Ask the music industry, analog photography, television, newspapers and book publishing: they were being made redundant in no time. At the same time new industries are being created. Some of them create revenue that goes back to capitalist markets, and some of them are free and go beyond capitalist markets.
There is No Firewall
Here is an assumption we made about the sharing economy that proves to be wrong: that the sharing economy would be restricted to the communication internet. It is not. We are now seeing that in the internet of things is starting to operate at very low fixed cost and an almost zero marginal cost.
By 2040 all energy in the world will be renewable. The fixed cost for harvesting the energy from wind, sun and water is exponentially decreasing, much in the same way as the cost of a computerchip has been decreasing over the past decades.
Energy companies will be increasingly confronted with the same challenges as as the music industry. People are starting to create electricity cooperatives and are sending solar power back to the grid.
“Think about the ramifications: energy is about the power of a civilization. It’s being distributed now. These are the implications of the communication internet to the energy internet. And guess what: the marginal cost of this energy – once you paid the fixed cost – is near zero. The sun isn’t sending us a bill.”
Power companies will need to change their business model if they want to stay in business. They will need to become experts of zero-loss conversion and sell that knowledge to the market.
Three Shifts of Consciousness
He then goes on to explain in detail which evolutions are already visible in China and Germany and what digitalization would mean for the European agenda.

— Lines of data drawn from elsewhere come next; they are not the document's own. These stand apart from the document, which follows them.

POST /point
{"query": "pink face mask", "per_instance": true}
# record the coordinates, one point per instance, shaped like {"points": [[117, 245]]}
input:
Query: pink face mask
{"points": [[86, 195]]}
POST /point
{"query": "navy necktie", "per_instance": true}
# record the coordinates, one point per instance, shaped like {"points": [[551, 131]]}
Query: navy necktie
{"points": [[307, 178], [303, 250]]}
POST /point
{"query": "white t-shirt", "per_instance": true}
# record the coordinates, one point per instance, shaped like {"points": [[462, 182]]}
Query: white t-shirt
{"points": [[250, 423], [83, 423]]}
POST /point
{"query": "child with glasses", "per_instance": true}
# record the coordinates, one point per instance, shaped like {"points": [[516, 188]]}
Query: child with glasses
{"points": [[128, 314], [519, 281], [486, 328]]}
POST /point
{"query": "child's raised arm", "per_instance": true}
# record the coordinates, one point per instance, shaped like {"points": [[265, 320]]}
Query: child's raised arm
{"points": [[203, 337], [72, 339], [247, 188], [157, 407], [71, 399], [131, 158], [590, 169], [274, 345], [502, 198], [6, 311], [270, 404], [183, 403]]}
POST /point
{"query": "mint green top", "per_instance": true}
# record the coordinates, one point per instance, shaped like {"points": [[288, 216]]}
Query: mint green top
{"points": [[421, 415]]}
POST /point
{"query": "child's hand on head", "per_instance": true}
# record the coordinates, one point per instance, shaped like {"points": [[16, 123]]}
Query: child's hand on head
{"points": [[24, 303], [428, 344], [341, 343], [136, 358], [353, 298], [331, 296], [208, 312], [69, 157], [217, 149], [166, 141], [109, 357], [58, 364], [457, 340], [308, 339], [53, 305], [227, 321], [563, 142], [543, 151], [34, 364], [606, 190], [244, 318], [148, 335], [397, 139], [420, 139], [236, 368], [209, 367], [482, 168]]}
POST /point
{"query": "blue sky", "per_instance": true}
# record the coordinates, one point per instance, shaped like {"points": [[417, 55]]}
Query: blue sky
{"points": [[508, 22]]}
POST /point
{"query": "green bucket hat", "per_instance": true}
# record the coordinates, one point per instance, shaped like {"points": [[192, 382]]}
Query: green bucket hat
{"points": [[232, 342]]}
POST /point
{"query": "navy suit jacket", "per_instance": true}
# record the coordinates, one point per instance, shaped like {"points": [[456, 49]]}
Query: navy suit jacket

“We have to believe we can do it but it requires not just technology. It requires a change in consciousness.”
Rifkin observes three areas change that give him hope: the difference in how the generations perceive freedom, perceive power and perceive community.
1. Freedom
- The former generations believed that freedom is the ability to be autonomous, independent and self-sufficient. Freedom was seen as an exclusivity.
- But for a younger generation freedom is the ability to flourish by the relationships you create. Freedom gets defined by the new generations as inclusivity as opposed to autonomy.
2. Power: the revolution from vertical power to lateral power
- The older generations perceive power as a top-down pyramid. Newer generations are beginning the question institutional power: is this government, business, school system, etc. behaving centralized, patriarchal, top-down and proprietary?
- Or is their behavior distributed, open, transparent, collaborative and laterally scaled?
Newer generations believe in lateral power, i.e. the ability of networks to share your talents for the good of the network so that your own social capital is improved.
3. Community
- To the older generations, every individual is a sovereign agent and we compete with every other individual of the market place in a scarce economy for resources to see who can possesses the most.
- The younger generations are growing up while Skyping in their global classroom, sharing on Facebook in an extended fictional family across the globe, sharing anything from music to energy. They are starting to see themselves as part of the biosphere. The indivisible community of the planet. Our kids are learning about ecological footprint and they learn that everything we do interconnects and affects the well-being of every other species on the planet.
We are moving from a geo-political consciousness to a biosphere consciousness.
These are my notes. For sure I will be coming back to this in the future!